Although traditional research protocols stress that there should be clear boundaries between the researcher and the researched, we found it difficult to simply walk away after interviewing the respondents. On a whim, we got together with some musician friends and began to raise funds through hip-hop and punk gigs in bars and community spaces in raising awareness as well as money to support families affected. The funds raised were used to provide interventions for the respondents and their family, such as the provision of rice, livelihood support, and psychosocial counseling.
Challenge Four: Public Engagement
The fundraising gigs opened up opportunities for collaboration on raising public awareness and providing interventions. How can we generate work with immediate impact, and which would not be extractive vis-à-vis the local communities that constitute our partners and ‘subjects’?
Clamour for more information from community partners and young gig-goers alike led the team to search for alternatives to peer-reviewed journal articles, which are slow both to produce and publish. Language is also a major issue, given the dominance of the English language in academic publications. To ensure maximum impact, we needed to produce research in local vernaculars, in the language of the street. The group eventually expanded to the SANDATA project, an alliance of researchers and artists wanting to harness the power of evidence and collaboration across different fields in beginning to understand, resist and respond to the ongoing Philippine Drug War.
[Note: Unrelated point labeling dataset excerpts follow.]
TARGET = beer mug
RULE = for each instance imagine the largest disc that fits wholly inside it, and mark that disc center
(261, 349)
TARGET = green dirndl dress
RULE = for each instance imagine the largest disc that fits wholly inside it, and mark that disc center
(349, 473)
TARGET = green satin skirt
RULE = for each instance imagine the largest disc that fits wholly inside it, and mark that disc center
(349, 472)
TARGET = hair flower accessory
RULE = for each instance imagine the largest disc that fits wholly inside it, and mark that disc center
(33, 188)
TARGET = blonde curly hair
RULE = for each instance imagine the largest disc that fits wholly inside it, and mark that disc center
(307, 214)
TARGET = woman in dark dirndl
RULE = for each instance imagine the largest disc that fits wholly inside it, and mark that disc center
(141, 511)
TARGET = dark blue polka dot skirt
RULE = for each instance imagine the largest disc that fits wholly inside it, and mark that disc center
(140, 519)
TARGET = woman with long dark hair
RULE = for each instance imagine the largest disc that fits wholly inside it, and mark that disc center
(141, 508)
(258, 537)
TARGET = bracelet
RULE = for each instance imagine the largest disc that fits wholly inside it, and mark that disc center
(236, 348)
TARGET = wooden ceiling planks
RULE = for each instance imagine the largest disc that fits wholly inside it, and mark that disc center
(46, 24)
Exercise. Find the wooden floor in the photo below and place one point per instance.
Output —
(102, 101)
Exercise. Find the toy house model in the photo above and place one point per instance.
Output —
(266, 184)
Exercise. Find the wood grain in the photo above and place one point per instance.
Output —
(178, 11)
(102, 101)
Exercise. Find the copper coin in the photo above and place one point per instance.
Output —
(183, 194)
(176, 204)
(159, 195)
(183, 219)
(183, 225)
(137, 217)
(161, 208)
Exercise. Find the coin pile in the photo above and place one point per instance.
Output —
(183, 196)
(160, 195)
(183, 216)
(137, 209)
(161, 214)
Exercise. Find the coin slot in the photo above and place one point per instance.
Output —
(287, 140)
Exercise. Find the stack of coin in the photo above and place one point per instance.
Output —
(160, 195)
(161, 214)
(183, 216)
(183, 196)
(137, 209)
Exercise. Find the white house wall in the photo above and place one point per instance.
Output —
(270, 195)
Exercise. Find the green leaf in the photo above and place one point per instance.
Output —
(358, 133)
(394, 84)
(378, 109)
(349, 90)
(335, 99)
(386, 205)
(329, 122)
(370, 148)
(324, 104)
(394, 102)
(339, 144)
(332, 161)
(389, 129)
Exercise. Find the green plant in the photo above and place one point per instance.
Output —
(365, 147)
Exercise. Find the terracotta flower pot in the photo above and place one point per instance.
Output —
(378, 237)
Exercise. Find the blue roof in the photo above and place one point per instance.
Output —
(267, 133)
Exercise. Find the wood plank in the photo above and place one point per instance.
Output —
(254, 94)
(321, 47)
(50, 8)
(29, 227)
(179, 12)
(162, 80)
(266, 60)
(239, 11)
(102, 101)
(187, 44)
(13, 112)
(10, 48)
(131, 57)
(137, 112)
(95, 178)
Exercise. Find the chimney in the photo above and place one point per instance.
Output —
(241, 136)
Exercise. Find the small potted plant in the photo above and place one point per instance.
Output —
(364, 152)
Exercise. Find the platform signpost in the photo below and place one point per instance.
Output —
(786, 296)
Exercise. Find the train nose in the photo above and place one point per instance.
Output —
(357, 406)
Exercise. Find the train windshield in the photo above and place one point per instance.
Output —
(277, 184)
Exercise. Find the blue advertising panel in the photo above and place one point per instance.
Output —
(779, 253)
A full hip-hop concept album on the Philippine War on Drugs, Kolateral (English translations and partial policy annotations can be found here) has since gained some traction, leading to talks at universities across the Philippines, as well as sessions at the University of Cambridge, Columbia University, UC Berkeley, and Harvard Kennedy School.
An illustrated article was released on the role of local government officials in anti-narcotics operations was also converted into a podcast. A second article illustrated by street artists Gerilya on the conditional cash transfer beneficiary-families has been recently released with the support of the Philippine Center for Investigative Journalism’s Story Project.
Ultimately, all of these action research efforts are meant to build the evidence and popular pressure for support packages to mitigate untoward effects on affected families.
While the risks are real, we find that the advantages of building evidence and bridges of collaboration across disciplines outweigh the costs. As non-affiliated researchers (or the so-called ‘development precariat’) working on infrastructure, social protection, land, peacebuilding and security issues with the Philippine government, who are moreover only doing this in our spare time, any crackdown may have a deleterious impact on our professional lives. That said, the generational wages of silence and inaction are higher. With visibility as our primary protection, we find that it is an ethical imperative to use whatever research skills and resources are available to shed light on issues affecting our neighbours, and to continue building evidence for policy measures to address and mitigate suffering.